Additionally, differences in the recognition of persistent microscopic hematuria by healthcare professionals and varying practices regarding kidney biopsies contribute to the observed variations in IgAN prevalence among different populations.

What is the global incidence of IgA nephropathy?

The global incidence of IgA nephropathy (IgAN) varies across different regions and populations. Studies have reported that the worldwide incidence of IgAN ranges from 0.06 per 100,000 in South Africa to 4.2 per 100,000 in Japan. 

Additionally, a systematic review of biopsy-based studies spanning multiple countries suggested an overall population incidence of at least 2.5 per 100,000. These findings highlight the variability in IgAN incidence globally, with higher rates observed in certain regions such as Asia compared to others.

How does it affects our lifestyle?

IgA nephropathy (IgAN) can significantly impact lifestyle due to its chronic nature and potential complications. Patients with IgAN may face challenges related to managing their kidney health, including the need for regular monitoring of kidney function, blood pressure control, and dietary modifications to reduce proteinuria and slow disease progression. 

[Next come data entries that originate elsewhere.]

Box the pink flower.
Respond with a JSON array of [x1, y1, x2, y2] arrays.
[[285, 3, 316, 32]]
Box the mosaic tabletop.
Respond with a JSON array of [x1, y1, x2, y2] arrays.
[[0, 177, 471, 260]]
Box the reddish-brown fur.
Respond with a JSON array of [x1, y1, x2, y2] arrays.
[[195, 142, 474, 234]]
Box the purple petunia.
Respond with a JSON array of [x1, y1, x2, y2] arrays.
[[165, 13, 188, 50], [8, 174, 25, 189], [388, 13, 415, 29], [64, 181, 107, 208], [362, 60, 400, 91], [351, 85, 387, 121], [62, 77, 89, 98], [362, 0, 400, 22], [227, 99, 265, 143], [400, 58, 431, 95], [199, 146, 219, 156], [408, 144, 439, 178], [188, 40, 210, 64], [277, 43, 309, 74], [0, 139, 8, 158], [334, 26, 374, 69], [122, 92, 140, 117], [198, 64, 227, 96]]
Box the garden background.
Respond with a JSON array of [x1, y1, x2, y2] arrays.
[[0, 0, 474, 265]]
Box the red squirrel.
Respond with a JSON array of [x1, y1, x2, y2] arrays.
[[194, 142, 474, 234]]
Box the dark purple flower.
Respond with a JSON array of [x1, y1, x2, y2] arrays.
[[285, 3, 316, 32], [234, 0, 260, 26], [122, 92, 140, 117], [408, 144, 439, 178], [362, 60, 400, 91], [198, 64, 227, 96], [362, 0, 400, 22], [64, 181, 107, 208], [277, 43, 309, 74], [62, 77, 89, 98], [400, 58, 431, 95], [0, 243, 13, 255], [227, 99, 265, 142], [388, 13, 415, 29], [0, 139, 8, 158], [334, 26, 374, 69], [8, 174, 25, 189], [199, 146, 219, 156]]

Lifestyle changes such as increased physical exercise, alcohol cessation, and adherence to prescribed medications are often recommended to improve renal outcomes in IgAN patients. Additionally, the emotional and psychological burden of living with a chronic kidney condition like IgAN can affect daily life, leading to concerns about disease progression, treatment adherence, and overall quality of life. 

Overall, IgA nephropathy can impact various aspects of an individual's lifestyle, necessitating a multidisciplinary approach to manage the disease effectively and improve patient outcomes.

The Bottom Line

The conclusion drawn from the study on IgA nephropathy (IgAN) risk factors indicates that patients with specific pathological assessments, including M1, low baseline eGFR, TA-Hb, and high TA-UA, are more likely to progress to end-stage renal disease (ESRD). 

The research compared the Oxford score of primary IgAN patients in China and identified M1 as a significant risk factor for ESRD progression. Additionally, the study highlighted the importance of factors like serum UA, Hb levels, and TA-P in influencing renal outcomes in IgAN patients. While the study had limitations such as its retrospective nature and selection bias, it emphasized the need for long-term prospective studies or clinical trials to further investigate IgAN treatment strategies. 

Overall, the findings underscore the significance of specific pathological markers and clinical factors in predicting the progression of IgAN to ESRD, providing valuable insights for managing this complex kidney condition.